= White Elephant (band) =

The White Elephant Orchestra, later known as White Elephant, otherwise known as Mike Mainieri & Friends, was a jazz-rock big band made up of session and studio musicians based in New York City.

Set up in the late 1960s as an experimental ensemble, under the direction of Mike Mainieri (arranger, composer, keyboards, liner notes, percussion, producer & vocals), band members included Michael Brecker (tenor), Frank Vicari (tenor), George Young (alto) and Ronnie Cuber (baritone) on saxes; Randy Brecker, Jon Faddis and Lew Soloff on trumpets; Barry Rogers & Jon Pierson on trombones; as well as Steve Gadd, Tony Levin, Donald MacDonald, Warren Bernhardt, Joe Beck, David Spinozza and Hugh McCracken in the rhythm section. The band also included Nick Holmes (songwriter & vocalist), Sue Manchester (vocalist), and Annie Sutton, aka Ann E. Sutton, (vocalist).

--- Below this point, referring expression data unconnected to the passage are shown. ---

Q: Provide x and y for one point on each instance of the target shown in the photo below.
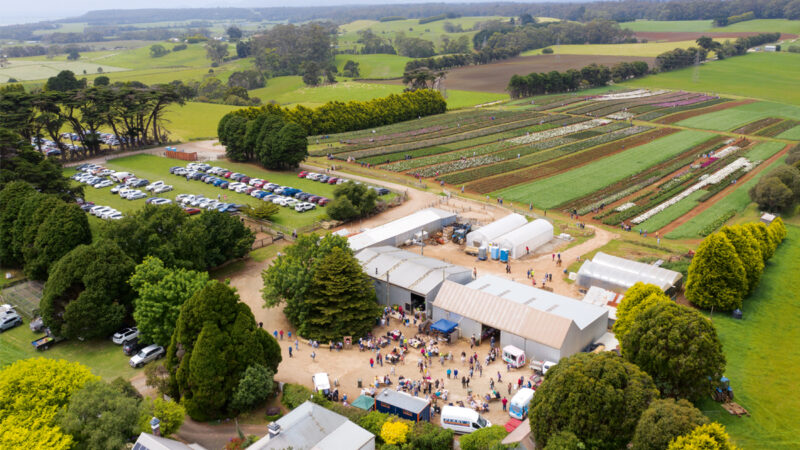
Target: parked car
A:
(147, 354)
(132, 347)
(125, 335)
(9, 321)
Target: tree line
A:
(571, 80)
(132, 111)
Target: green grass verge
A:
(769, 76)
(736, 200)
(555, 190)
(763, 373)
(103, 357)
(666, 217)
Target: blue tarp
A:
(445, 326)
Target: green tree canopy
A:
(676, 346)
(717, 278)
(663, 421)
(579, 394)
(341, 299)
(87, 294)
(31, 393)
(216, 339)
(99, 416)
(160, 294)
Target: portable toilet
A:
(503, 255)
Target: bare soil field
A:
(494, 77)
(662, 36)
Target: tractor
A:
(723, 392)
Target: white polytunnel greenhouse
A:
(489, 233)
(618, 274)
(532, 235)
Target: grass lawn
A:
(732, 118)
(763, 360)
(736, 200)
(103, 357)
(555, 190)
(155, 168)
(195, 121)
(768, 76)
(649, 49)
(375, 66)
(666, 217)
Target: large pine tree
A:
(342, 299)
(717, 278)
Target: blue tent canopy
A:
(445, 326)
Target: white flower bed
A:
(714, 178)
(638, 93)
(625, 206)
(556, 132)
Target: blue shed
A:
(403, 405)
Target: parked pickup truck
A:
(46, 342)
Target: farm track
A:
(553, 167)
(669, 120)
(711, 201)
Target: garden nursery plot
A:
(567, 186)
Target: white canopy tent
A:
(531, 235)
(489, 233)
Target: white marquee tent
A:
(489, 233)
(532, 235)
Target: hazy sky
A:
(15, 11)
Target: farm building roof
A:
(408, 270)
(494, 230)
(399, 227)
(312, 426)
(583, 314)
(612, 272)
(402, 400)
(503, 314)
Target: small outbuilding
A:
(527, 237)
(489, 233)
(618, 274)
(397, 232)
(408, 279)
(403, 405)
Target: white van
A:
(513, 356)
(518, 407)
(462, 420)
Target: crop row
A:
(440, 158)
(443, 140)
(778, 128)
(557, 165)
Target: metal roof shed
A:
(618, 274)
(532, 235)
(489, 233)
(398, 231)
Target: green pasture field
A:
(30, 69)
(762, 362)
(762, 25)
(555, 190)
(736, 200)
(731, 118)
(768, 76)
(195, 121)
(103, 357)
(667, 216)
(375, 66)
(649, 49)
(155, 168)
(791, 133)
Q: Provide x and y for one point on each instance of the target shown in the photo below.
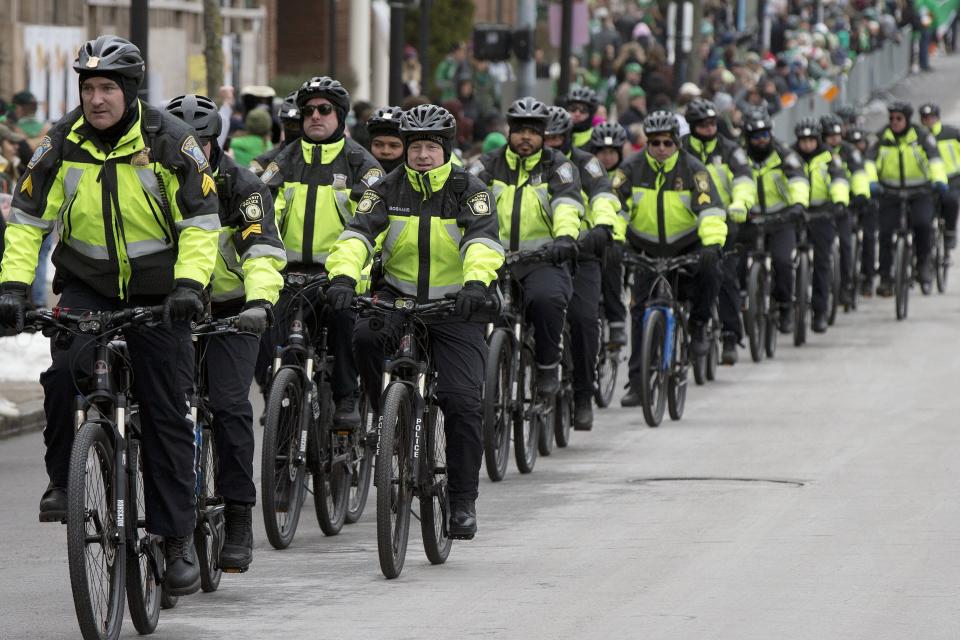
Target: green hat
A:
(494, 140)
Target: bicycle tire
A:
(394, 479)
(497, 405)
(801, 307)
(364, 446)
(331, 482)
(434, 499)
(901, 278)
(208, 536)
(652, 374)
(526, 422)
(91, 499)
(283, 491)
(677, 378)
(755, 319)
(143, 552)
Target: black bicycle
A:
(666, 337)
(411, 445)
(108, 548)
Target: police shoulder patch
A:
(372, 176)
(368, 201)
(593, 168)
(192, 150)
(252, 208)
(42, 149)
(479, 203)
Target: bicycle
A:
(411, 443)
(665, 340)
(108, 548)
(299, 438)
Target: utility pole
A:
(139, 33)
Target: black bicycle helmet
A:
(700, 109)
(661, 122)
(385, 122)
(582, 94)
(324, 87)
(200, 112)
(807, 128)
(110, 54)
(288, 109)
(608, 134)
(757, 120)
(900, 106)
(559, 121)
(831, 124)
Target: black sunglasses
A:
(323, 109)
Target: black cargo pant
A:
(700, 288)
(583, 314)
(459, 351)
(920, 220)
(157, 355)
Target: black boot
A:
(182, 576)
(463, 520)
(53, 504)
(237, 552)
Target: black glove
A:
(340, 292)
(563, 249)
(185, 303)
(471, 298)
(710, 256)
(13, 306)
(255, 317)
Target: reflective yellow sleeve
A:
(348, 257)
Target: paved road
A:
(810, 497)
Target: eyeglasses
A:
(661, 142)
(324, 109)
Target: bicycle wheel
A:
(901, 277)
(497, 405)
(283, 471)
(331, 477)
(653, 367)
(526, 421)
(394, 479)
(677, 378)
(434, 500)
(364, 447)
(97, 567)
(143, 551)
(801, 307)
(209, 534)
(755, 313)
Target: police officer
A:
(829, 194)
(674, 208)
(596, 234)
(730, 170)
(582, 103)
(781, 186)
(907, 158)
(948, 143)
(289, 117)
(141, 228)
(832, 130)
(442, 239)
(385, 143)
(246, 281)
(539, 204)
(318, 183)
(607, 142)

For the most part, their music was the result of late night jam sessions of various musicians who gathering in New York recording studios. They released one eponymous double LP, simply called White Elephant, on Just Sunshine Records in 1972. The final track on side 4 is a 7:10 version of "Auld Lang Syne". A promotional 7-inch single with two shorter versions of the song was sent to radio stations in time for the New Year.